We show the distribution of this newly introduced parameter in Fig. 9. At a first glance, it looks unimodal, however we refer to the next section for the appropriate investigation on the best fitting distribution for this new parameter. It is worth to point out that this parameter has been constructed with redshift and luminosity corrected morphological parameters, therefore, by construction, it does not depend on redshift or luminosity.

Fig. 10 shows the correlation between the concentration, computed using the (Maughan et al., 2012)’s definition with $R_{500}$, and the relaxation score. We observe a clear correlation between the two parameters, where relaxation score increases with concentration. The correlation becomes insignificant above $c_{\rm SB,R_{500}}=0.27$, the threshold adopted by Lovisari et al. (2017) to identify relaxed clusters. We interpret this as an indication that concentration is a good indicator to probe the very central state of clusters, but it does not correlate well with the relaxation state. In fact, a relaxed cluster will generally have a cool core in its center, while the opposite may not be true: a merger along the line of sight (e.g., Dupke et al., 2007), or a merger in its initial stage, might have a centrally peaked density profile. The mergers whose axis is along the line-of-sight might still not be visible from the cluster center prospective, while it is visible on a larger scale. Therefore we claim that clusters with large concentration can still be disturbed clusters, as supported by recent theoretical papers (e.g., Rasia et al., 2015; Biffi et al., 2016). On the other hand, by construction, the relaxation score is able to capture the ICM dynamics from small to large scales, and therefore can be used to identify the cases where a cool core is still existing in an disturbed cluster. Furthermore, in Fig. 10 we observe that the thresholds for disturbed clusters adopted by Lovisari et al. (2017), are in agreement with the median of the log-normal best fit shown with the horizontal black line, meaning that almost all the clusters to the left of the dashed line are also below the horizontal line. Therefore we make use of this line to establish a threshold in terms of relaxation score: we define clusters to be relaxed if $R_{\rm score}>0.0137$, while they are defined to be disturbed if the opposite happens.

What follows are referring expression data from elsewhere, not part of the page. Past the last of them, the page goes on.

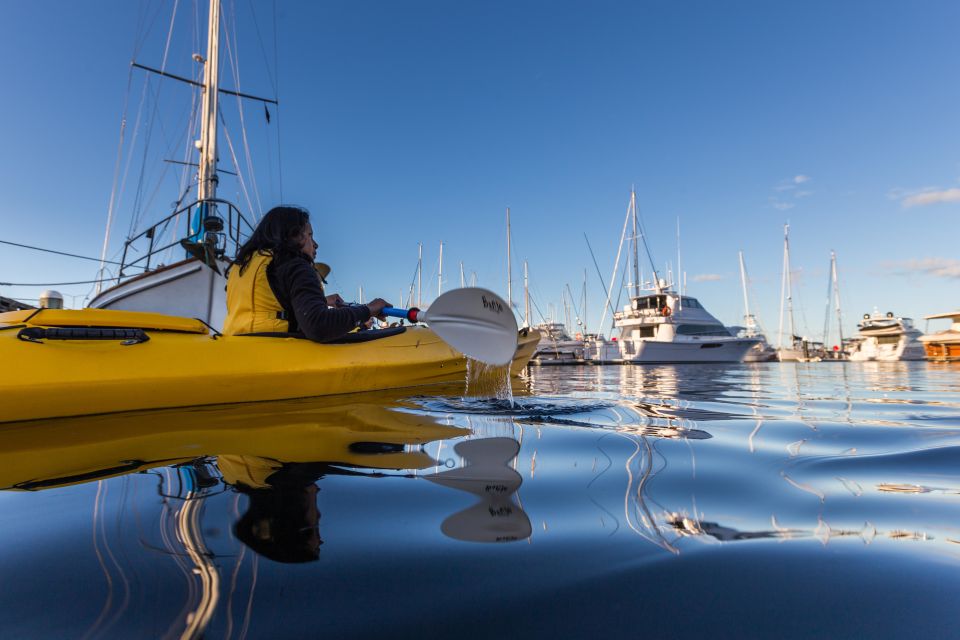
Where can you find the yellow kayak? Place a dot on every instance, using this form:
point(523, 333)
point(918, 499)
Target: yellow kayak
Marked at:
point(80, 362)
point(250, 440)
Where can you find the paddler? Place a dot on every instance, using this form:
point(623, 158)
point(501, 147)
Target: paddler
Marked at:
point(273, 286)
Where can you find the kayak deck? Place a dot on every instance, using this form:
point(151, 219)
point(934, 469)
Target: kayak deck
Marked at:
point(182, 366)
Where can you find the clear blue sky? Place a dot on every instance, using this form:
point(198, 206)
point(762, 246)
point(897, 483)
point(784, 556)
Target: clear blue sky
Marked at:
point(408, 121)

This definition allows us to compute the fraction of relaxed clusters as a function of redshift, by dividing the cluster sample in 5 redshift bins, and in each bin counting clusters based on their relaxation score. We have to add a further complication to this analysis: the relaxation score distribution for most clusters is wide and quite skewed, and therefore computing the fraction using just the median values will bias our results. Therefore we have to count the number of clusters that satisfy our threshold by first randomizing the relaxation score values by using the MCMC chain obtained when estimating it. In other words we perform 10000 bootstraps iteration of the relaxation score for each cluster, each time calculating the fraction of clusters that are relaxed.

The obtained evolution of the fraction of objects that we classify as relaxed is shown in Fig. 11. We observe a fraction of relaxed clusters that is about 50% in the lowest redshift bin, and at the higher redshift bins it becomes about 30–35%, consistent with cool-core fraction estimated in previous works (e.g., Rossetti et al., 2017; Sanders et al., 2018). We therefore find a hint (slightly more than 1$\sigma$) of possible evolution with redshift of the fraction of relaxed clusters. However we might argue that the difference in the first bin can also be not a consequence of redshift evolution in the fraction of relaxed clusters, but may be caused by the incompleteness due to our source finding and confirmation technique in the detection of very extended, low-surface-brightness galaxy groups or clusters at low redshift, similarly as it was shown in a focused reanalysis of ROSAT observations (Xu et al., 2018).